Question

A dielectric slab is inserted between the plates of a capacitor. The charge on the capacitor is $Q$ and the magnitude of the induced charge on each surface of the dielectric is $Q'$.
A) $Q'$ may be larger than $Q$
B) $Q'$ must be larger than $Q$
C) $Q'$ must be equal to $Q$
D) $Q'$ must be smaller than $Q$

Answer 1

When a dielectric is present between the plates of a capacitor, it will modify the electric field that exists between the two plates of the capacitor. Charges will be induced in the dielectric such that it will produce an electric field opposing the original electric field.
Formula used:
-Charge in a dielectric: $Q' = Q\left[ {1 - \dfrac{1}{k}} \right]$ where $Q$ is the charge on the plates and $k$ is the dielectric constant.
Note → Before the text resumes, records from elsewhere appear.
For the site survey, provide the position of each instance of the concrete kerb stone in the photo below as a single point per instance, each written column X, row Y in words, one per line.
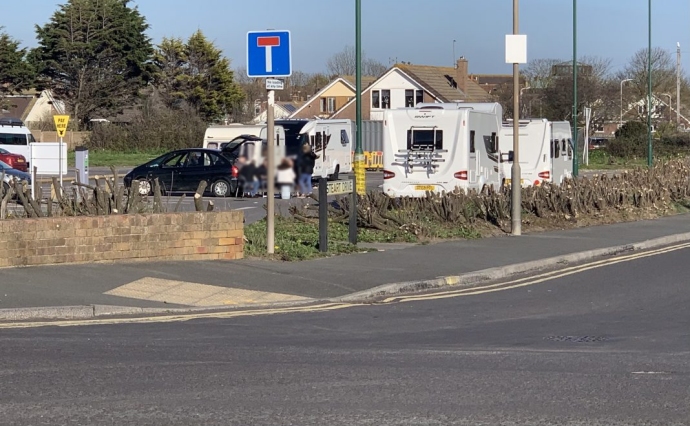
column 476, row 278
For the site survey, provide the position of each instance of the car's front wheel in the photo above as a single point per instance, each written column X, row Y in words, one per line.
column 221, row 188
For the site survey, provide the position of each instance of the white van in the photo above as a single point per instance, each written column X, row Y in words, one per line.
column 217, row 136
column 440, row 147
column 331, row 140
column 15, row 137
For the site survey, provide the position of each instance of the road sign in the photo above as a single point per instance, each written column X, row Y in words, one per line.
column 269, row 54
column 273, row 84
column 338, row 187
column 61, row 122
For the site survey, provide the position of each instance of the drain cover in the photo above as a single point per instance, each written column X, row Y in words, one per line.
column 576, row 339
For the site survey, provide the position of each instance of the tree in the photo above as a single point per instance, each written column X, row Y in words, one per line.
column 93, row 54
column 15, row 72
column 197, row 73
column 345, row 63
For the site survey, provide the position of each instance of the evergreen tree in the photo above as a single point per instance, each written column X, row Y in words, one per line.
column 94, row 55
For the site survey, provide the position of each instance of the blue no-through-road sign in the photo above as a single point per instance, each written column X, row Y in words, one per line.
column 269, row 54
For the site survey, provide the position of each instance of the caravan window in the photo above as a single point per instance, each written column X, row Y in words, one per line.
column 344, row 138
column 424, row 140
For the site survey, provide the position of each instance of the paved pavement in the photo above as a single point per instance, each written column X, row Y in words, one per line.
column 88, row 284
column 603, row 347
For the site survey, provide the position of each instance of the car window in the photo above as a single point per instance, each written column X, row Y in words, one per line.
column 176, row 160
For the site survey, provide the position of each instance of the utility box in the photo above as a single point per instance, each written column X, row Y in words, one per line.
column 81, row 163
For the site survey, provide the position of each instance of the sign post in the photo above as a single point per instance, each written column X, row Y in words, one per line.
column 269, row 55
column 61, row 122
column 337, row 187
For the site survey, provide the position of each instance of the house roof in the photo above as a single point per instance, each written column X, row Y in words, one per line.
column 366, row 80
column 318, row 94
column 440, row 81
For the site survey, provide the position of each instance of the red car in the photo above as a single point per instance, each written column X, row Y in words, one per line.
column 15, row 161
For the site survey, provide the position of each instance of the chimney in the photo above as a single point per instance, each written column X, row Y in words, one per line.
column 461, row 74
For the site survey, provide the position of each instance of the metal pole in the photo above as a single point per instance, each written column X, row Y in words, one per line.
column 515, row 175
column 649, row 89
column 360, row 172
column 575, row 159
column 270, row 201
column 678, row 84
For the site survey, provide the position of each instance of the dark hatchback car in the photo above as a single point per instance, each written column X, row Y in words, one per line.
column 183, row 170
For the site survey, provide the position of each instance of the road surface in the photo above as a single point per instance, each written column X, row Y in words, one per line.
column 605, row 346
Complete step by step answer:
In the absence of a dielectric, a uniform electric field is present between the capacitor plates. However, when a dielectric is present, as mentioned in the hint, an electric field will be induced in it such that it will oppose the external electric field. This is due to the polarization of charges inside the dielectric material. Hence the charge induced in the dielectric will be due to the property of the dielectric. The magnitude of this charge is given as
$Q' = Q\left[ {1 - \dfrac{1}{k}} \right]$
Now the dielectric constant of any medium is greater than one while vacuum has a dielectric constant of 1. Hence the term inside the square bracket will always have a value less than 1.
So, the charge induced in the dielectric will always be less than the charge on the plates of the capacitor.

So, $Q' < Q$. Hence option (D) is correct.

Note: While the vacuum has a dielectric constant of 1, there is no matter in the vacuum to induce any charges, so again no charge will be induced in it. The charges in the dielectric medium will be removed if the capacitor plates do not have any charges either.